Tablo 7.3 ve Tablo 6.3’ün kıyaslanmasından görülebileceği gibi, %40.5 B2O3 içeren cevherin propionik asit varlığında sürekli yöntemle yürütülen reaksiyonlarında çözeltiye geçen magnezyum konsantrasyonu, aynı cevherden %18’lik H3BO3 çözeltisine geçen magnezyum konsantrasyonuna pratik olarak eşittir. Bu sonuç, propionik asit varlığının kil minerallerinin dekompozisyonunu büyük ölçüde engellediğini göstermektedir. Bu safsızlık açısından düşünüldüğünde %40.5 B2O3 içeren cevherin %20 propionik asit içeren ortamdaki reaksiyonundan elde edilen çözelti %45.5 B2O3 içeren cevherin %100 sülfürik asitli ortamdaki reaksiyonundan elde edilen çözeltiden daha düşük magnezyum konsantrasyonuna sahiptir. Tablo 6.3’teki konsantrasyon değerlerininin borik asit çözeltisinin cevherden ekstrakte edebildiği safsızlık konsantrasyonunu verdiği göz önüne alınırsa bu konsantrasyonları kaçınılmaz safsızlık konsantrasyonu olarak almak gerekir. %40.5 B2O3 içerikli cevher için %20 propionik asitli ortamda çözeltiye geçen magnezyum konsantrasyonu 300 ppm, %100 sülfürik asitli ortamdaki değer 700 ppm ve kaçınılmaz olarak giren magnezyum konsantrasyonu 225 ppm olarak alınırsa, propionik asit varlığının killerin bozunması ile çözeltiye geçen magnezyum konsantrasyonunu 6.3 kat düşürdüğü ortaya çıkar.

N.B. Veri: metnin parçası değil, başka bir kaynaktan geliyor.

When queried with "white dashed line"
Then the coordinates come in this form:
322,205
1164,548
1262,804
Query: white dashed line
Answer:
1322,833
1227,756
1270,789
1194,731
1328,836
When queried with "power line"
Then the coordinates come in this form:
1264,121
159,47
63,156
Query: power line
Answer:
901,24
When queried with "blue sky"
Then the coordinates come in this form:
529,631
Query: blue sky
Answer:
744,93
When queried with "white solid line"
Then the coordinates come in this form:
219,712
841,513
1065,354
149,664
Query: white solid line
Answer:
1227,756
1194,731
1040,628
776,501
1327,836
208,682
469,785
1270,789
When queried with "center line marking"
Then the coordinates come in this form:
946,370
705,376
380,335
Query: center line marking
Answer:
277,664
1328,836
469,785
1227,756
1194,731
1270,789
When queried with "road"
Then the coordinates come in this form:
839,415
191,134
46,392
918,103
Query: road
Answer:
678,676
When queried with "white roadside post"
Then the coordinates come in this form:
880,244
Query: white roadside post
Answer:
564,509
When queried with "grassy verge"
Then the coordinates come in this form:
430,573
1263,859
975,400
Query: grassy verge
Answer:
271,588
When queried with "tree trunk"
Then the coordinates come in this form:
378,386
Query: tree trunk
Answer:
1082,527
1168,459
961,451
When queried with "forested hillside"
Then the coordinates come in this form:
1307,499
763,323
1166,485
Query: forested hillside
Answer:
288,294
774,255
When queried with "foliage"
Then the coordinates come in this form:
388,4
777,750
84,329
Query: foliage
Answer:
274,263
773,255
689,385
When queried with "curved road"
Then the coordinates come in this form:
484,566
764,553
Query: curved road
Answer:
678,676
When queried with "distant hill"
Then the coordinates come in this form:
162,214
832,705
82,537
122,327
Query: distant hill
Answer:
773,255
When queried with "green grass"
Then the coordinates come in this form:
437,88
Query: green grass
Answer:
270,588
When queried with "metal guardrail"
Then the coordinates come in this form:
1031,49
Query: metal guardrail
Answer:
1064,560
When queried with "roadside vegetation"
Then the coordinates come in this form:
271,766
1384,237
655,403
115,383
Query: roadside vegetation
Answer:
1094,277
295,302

%100 sülfürik asit ile gerçekleştirilen sürekli reaksiyonlarda çözeltiye geçen magnezyum konsantrasyonları aynı şartlarda kesikli ortamda gerçekleştirilen reaksiyonlar sonucu elde edilen konsantrasyonlardan biraz daha yüksektir. Bunun sebebi, sürekli yürütülen reaksiyonlarda, reaksiyonun büyük kısmının tamamlandığı 1.reaktördeki pH’ın 1.2 değerinde sabit tutulmasına karşılık kesikli yürütülen reaksiyonlarda pH’ın reaksiyonun 150. dakikasından sonra ayarlanmış olması sebebiyle sürekli reaksiyon ortamında daha fazla serbest sülfürik asitin bulunmasıdır.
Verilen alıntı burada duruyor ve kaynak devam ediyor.